I’m walking the tightrope, straining to keep balance of my life. I’m doing it all. I’m doing the hard part. Meanwhile, all Ray did was die. He got the easy part, and he’s still winning.
My brother died, and all I got was this jar of Nutella.
#Grief #GriefFood #RaymondStGeorge #NutellaNut #FueledByRageAndNutella
CHAPTER 10
The next morning, I slink into my parents’ bedroom. Dad is nowhere to be found, but Mom is still in bed. Crawling onto the mattress, I rub her shoulder until she turns to me.
“You awake?” I ask, taking in her bed head and wrinkled sweatshirt.
“Yeah…yes,” she says, sitting up with effort.
“Coming down for breakfast?”
She weighs the question as if I asked her how to achieve world peace.
“I picked up pancake mix. I can make some.”

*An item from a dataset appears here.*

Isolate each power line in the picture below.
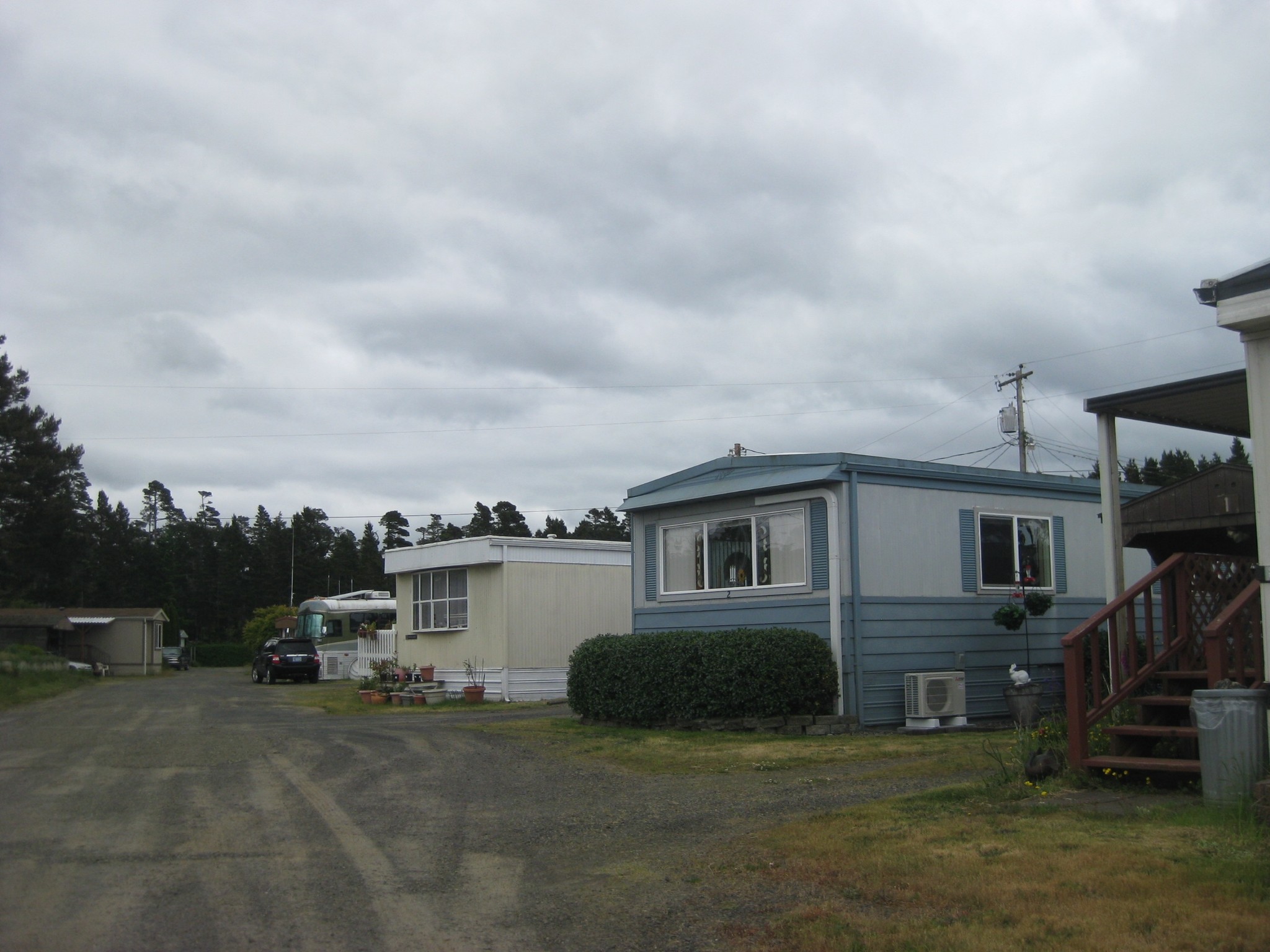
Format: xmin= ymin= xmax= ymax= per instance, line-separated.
xmin=79 ymin=395 xmax=1011 ymax=446
xmin=851 ymin=381 xmax=992 ymax=453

She shakes her head. “I’m not hungry.”
My mom had a full-time job as a paralegal, but she hasn’t returned to work since Valentine’s Day, and I can only assume early retirement has become her new reality. Too bad she’s spending it wasting away in bed.
Not that I don’t want to do the same.
“I have the day off. We can go get our nails done,” I offer, an activity we haven’t done together since I was in high school.
She wipes at her eyes. “Do you need something, Cassie?”
I need my mom, but I don’t tell her that. How could I? Can I really blame her for acting this way after her son has died?
“No,” I murmur, and she slips back down under her covers.